O Brasil conta hoje com 536 healthtechs ativas, de acordo com um levantamento da Liga Ventures e da Unimed Fesp. A maioria delas desenvolve soluções de gestão de processos (7,28%); planos e financiamento (7,28%); e bem-estar físico e mental (6,53%). Outras soluções incluem buscadores e agendamentos (6,53%); exames e diagnósticos (5,41%); inteligência de dados (4,66%); capacitação, informação e educação (4,29); prontuário, prescrição e triagem (3,73%); entre outras.
São empresas que têm levado inovação e tecnologia para a área da saúde de maneira mais acelerada, por isso, já são parte fundamental do ecossistema. No entanto, inovar em um setor em constante evolução exige líderes preparados e com algumas competências essenciais.
Um ponto a se destacar, nessa trajetória de evolução das healttechs, segundo Bruno Borghi, presidente da Associação Brasileira de Startups de Saúde (ABSS), é a mudança no perfil dos líderes à frente dessas empresas.
“Em 2017, quando passei a acompanhar mais de perto esse setor, observávamos que quem investia em startups de saúde eram pessoas que não necessariamente eram da área, mas que queriam desenvolver soluções. Hoje, temos um número crescente de médicos empreendedores, líderes que querem criar algo que atenda a uma deficiência que encontram no seu dia a dia. Com a expertise de anos na área, conseguem entregar soluções que apoiem melhorias no setor”, explica.
Para desenvolver soluções que agreguem valor tanto ao paciente quanto às instituições de saúde, as lideranças precisam ter algumas características e competências consideradas básicas por alguns especialistas.
Julia Cestari, líder do Comitê de Saúde Digital do Movimento Inovação Digital (MID), cita algumas que os líderes têm em comum, como conhecimento sobre as dores do sistema de saúde, possibilidade de traduzir experiências de outros setores e adaptabilidade da solução durante implementação.
“Mais do que propor uma solução para uma realidade específica, é preciso entender como ela se encaixa no ecossistema como um todo.
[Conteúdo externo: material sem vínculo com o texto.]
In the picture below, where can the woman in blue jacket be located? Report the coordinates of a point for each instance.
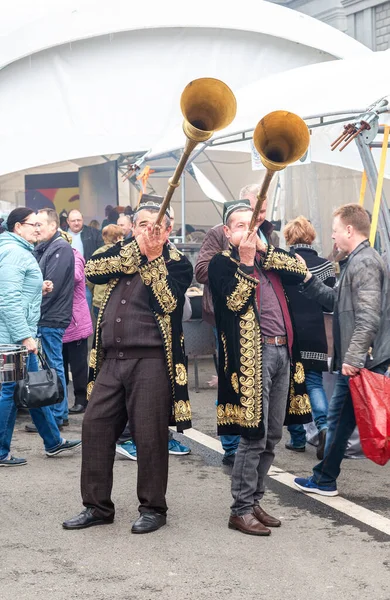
(20, 302)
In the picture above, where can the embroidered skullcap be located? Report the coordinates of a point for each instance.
(230, 207)
(149, 202)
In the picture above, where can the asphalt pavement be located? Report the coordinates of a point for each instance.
(318, 552)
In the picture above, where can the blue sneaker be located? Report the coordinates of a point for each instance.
(127, 449)
(309, 485)
(12, 461)
(175, 447)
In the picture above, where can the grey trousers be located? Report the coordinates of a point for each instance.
(254, 457)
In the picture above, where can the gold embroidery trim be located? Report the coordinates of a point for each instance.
(174, 254)
(182, 411)
(89, 389)
(92, 359)
(234, 381)
(281, 261)
(181, 374)
(299, 375)
(130, 258)
(224, 344)
(242, 292)
(102, 266)
(299, 405)
(154, 274)
(164, 322)
(99, 354)
(249, 413)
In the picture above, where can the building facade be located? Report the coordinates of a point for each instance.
(368, 21)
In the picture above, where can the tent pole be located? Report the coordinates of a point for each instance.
(363, 188)
(183, 208)
(372, 177)
(379, 187)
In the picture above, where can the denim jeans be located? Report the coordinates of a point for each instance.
(51, 338)
(341, 423)
(229, 442)
(42, 417)
(319, 407)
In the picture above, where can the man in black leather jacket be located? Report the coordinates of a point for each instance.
(361, 333)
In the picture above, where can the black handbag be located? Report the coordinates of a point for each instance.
(39, 388)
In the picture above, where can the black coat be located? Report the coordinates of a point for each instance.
(308, 314)
(56, 261)
(239, 410)
(167, 279)
(92, 240)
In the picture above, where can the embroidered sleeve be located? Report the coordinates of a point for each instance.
(230, 286)
(154, 274)
(116, 261)
(245, 284)
(167, 282)
(282, 261)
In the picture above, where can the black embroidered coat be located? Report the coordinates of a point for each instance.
(167, 279)
(239, 409)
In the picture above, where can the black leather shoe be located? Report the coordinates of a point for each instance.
(148, 522)
(295, 448)
(85, 519)
(77, 409)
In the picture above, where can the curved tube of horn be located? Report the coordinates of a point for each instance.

Não se trata apenas de resolver uma dor pontual; é crucial entender o impacto sistêmico da inovação e como ela agrega valor ao conjunto de stakeholders. Entender a realidade tanto do ponto de vista de sustentabilidade financeira quanto da fragmentação do cuidado do paciente, assim como a desigualdade regional do acesso à saúde, é essencial.
Julia destaca também a importância de saber incorporar e adaptar tecnologias e modelos de negócios de outros setores, como varejo, fintechs e logística. “A área da saúde geralmente demora a trazer inovação. Nesse cenário, o líder que abre a mente e está ‘antenado’ com o mercado ganha ao incorporar o que deu certo em outros setores nos quais a inovação é incorporada com mais agilidade.”
Em um setor extremamente regulado e dinâmico também é exigido que os líderes estejam preparados para ajustar rapidamente suas estratégias de acordo com os feedbacks do mercado, mudanças regulatórias ou evoluções tecnológicas. “Fatores culturais, de comportamento do paciente e médico, são importantes também para se levar em consideração”, diz ela.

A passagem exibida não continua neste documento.